Why Do Tokens Matter? There are two main reasons tokens are important to understand:

  1. Token Limits: All LLMs have a maximum number of tokens they can handle per input or response. This limit ranges from a few thousand for smaller models up to tens of thousands for large commercial ones. Exceeding the token limit can lead to errors, confusion, and poor quality responses from the AI.
  2. Cost: Companies like OpenAI, Anthropic, Alphabet, and Microsoft charge based on token usage when people access their AI services. Typically pricing is per 1000 tokens. So the more tokens fed into the system, the higher the cost to generate responses. Token limits help control expenses.

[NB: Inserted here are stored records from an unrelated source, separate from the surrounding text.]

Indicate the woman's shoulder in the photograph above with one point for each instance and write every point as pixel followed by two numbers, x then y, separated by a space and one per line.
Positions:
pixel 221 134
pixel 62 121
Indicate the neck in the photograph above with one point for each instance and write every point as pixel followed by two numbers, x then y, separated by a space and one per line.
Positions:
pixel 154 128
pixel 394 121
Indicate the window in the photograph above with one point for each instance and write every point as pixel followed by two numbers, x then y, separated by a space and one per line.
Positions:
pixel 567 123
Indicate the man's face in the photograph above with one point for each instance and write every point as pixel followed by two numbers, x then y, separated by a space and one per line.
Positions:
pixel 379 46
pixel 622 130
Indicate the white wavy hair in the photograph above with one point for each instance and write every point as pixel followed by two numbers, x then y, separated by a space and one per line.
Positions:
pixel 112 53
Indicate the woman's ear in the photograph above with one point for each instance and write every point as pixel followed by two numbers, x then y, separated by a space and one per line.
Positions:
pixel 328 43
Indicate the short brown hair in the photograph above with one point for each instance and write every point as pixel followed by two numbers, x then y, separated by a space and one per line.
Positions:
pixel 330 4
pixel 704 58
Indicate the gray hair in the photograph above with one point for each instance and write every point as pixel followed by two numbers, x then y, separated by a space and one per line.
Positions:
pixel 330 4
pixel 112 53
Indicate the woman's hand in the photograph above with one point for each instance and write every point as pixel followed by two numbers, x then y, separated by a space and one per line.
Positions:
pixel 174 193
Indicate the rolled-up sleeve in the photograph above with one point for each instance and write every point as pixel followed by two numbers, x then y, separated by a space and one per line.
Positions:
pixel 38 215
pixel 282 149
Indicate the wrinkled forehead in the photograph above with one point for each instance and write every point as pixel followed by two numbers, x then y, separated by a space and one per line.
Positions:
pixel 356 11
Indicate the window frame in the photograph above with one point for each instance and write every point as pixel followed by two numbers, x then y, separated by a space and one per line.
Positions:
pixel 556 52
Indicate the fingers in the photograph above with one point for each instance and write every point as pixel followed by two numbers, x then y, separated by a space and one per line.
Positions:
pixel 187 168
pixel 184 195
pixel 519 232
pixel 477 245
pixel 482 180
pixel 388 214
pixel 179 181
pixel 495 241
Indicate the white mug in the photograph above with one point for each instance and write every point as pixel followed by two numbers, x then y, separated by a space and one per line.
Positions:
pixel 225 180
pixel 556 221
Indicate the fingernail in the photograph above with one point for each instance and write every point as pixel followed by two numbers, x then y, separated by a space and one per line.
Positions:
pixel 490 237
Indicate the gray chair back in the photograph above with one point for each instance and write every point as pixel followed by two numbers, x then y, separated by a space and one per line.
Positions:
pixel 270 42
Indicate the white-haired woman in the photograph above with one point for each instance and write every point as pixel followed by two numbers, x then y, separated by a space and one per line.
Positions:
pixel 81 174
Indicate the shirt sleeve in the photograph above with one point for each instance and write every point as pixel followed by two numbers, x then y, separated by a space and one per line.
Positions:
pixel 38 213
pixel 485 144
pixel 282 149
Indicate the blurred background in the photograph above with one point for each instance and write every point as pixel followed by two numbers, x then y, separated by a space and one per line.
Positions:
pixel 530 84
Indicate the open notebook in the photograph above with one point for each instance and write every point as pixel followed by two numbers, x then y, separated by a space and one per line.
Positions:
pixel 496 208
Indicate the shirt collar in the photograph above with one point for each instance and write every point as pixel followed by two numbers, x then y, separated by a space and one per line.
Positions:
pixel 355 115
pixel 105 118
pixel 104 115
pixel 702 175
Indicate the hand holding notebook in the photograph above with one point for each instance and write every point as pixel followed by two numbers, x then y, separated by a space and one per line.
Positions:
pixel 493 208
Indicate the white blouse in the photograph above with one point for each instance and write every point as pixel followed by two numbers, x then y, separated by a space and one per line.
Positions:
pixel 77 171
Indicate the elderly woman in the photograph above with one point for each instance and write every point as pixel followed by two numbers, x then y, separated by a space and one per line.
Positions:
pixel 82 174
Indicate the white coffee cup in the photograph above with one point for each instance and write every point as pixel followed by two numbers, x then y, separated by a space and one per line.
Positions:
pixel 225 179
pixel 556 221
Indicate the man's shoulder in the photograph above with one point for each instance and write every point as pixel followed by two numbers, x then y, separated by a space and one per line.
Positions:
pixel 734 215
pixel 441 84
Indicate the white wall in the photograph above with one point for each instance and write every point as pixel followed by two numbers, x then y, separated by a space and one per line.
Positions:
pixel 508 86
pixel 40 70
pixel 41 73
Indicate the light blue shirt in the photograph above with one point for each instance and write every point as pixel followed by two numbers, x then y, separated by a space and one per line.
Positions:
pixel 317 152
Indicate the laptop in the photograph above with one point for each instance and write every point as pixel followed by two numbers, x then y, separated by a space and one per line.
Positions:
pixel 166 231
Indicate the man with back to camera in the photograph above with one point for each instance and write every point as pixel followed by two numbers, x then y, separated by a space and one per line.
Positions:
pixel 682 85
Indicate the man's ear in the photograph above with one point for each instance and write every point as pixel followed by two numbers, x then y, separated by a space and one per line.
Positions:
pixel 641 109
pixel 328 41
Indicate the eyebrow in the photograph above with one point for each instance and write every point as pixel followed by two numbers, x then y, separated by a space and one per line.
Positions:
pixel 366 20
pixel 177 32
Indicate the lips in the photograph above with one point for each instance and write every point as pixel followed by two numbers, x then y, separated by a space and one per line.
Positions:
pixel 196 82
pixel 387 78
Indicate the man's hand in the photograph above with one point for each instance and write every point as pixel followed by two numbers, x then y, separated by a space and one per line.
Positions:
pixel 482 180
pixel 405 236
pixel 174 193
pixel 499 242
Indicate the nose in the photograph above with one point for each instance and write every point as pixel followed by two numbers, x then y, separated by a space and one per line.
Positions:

Strategies for Managing Tokens

Because tokens are central to how LLMs work, it’s important to learn strategies to make the most of them:

  • Keep prompts concise and focused on a single topic or question. Don’t overload the AI with tangents.
  • Break long conversations into shorter exchanges before hitting token limits.
  • Avoid huge blocks of text. Summarize previous parts of a chat before moving on.
  • Use a tokenizer tool to count tokens and estimate costs.
  • Experiment with different wording to express ideas in fewer tokens.
  • For complex requests, try a step-by-step approach vs. cramming everything into one prompt.